Castle, Carrowcushlaun West, Co. Mayo
On the eastern side of Ballina, overlooking the River Moy, once stood a medieval tower house known as Ardnaree Castle.
Castle, Carrowcushlaun West, Co. Mayo
The site, marked on 17th-century Down Survey maps, sits atop what locals call Castle Hill, though its Irish name, Tulach na Fairscena, hints at a much older significance. When antiquarian John O’Donovan visited in the 1830s, he noted that the hill appeared to have been an ancient fort long before any castle was built there, and local tradition held that it was once called Port Righ, meaning “Seat of the King”.

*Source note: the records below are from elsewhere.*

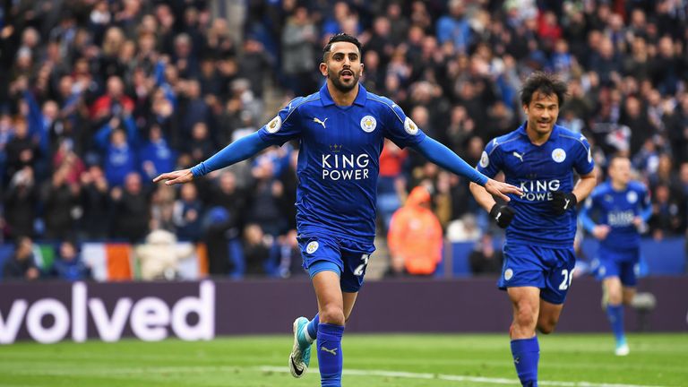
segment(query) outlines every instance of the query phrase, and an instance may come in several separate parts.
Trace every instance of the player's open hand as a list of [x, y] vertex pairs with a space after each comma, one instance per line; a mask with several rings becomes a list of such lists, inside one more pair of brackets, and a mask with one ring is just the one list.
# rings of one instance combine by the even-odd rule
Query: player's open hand
[[503, 199], [506, 202], [511, 201], [509, 196], [506, 195], [507, 194], [513, 194], [519, 196], [523, 194], [523, 192], [521, 192], [518, 187], [493, 179], [487, 180], [487, 183], [485, 184], [485, 190], [494, 196]]
[[168, 172], [153, 179], [153, 183], [165, 181], [166, 185], [188, 183], [194, 180], [194, 174], [191, 169], [180, 169], [174, 172]]
[[494, 203], [492, 210], [490, 210], [490, 216], [494, 219], [494, 222], [497, 223], [497, 226], [502, 228], [509, 227], [509, 223], [513, 220], [514, 215], [516, 215], [516, 212], [514, 212], [513, 209], [508, 205]]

The castle’s turbulent history reads like a chronicle of medieval Irish conflict. The Annals of the Four Masters record that in 1266, Donall O’Hara met his death at English hands whilst attempting to burn Ardnaree. A century later, the O’Dowd clan seized control, with Donall O’Dowd capturing both Ardnaree and nearby Castleconor in 1371, expelling the English garrison and dividing the territory amongst his kinsmen. The castle continued to change hands violently; in 1532 the sons of O’Dowd took it from the Burkes under cover of darkness, only for the Burkes to return the favour the following year, reclaiming their stronghold in another nocturnal raid.
By 1586, Ardnaree had become the setting for a major military confrontation when Scottish mercenaries, who had come to support the Burkes in their rebellion against Sir Richard Bingham, the Provincial President of Connacht, were decisively defeated in what became known as the Battle of Ardnaree. Today, nothing remains of the castle itself; even by O’Donovan’s time, locals reported that the ruins had been almost completely removed along with much of the hill fort. The exact location remains uncertain, though it likely stood on a prominent hill in what is now Carrowcushlan townland, a silent witness to centuries of Irish warfare and political upheaval.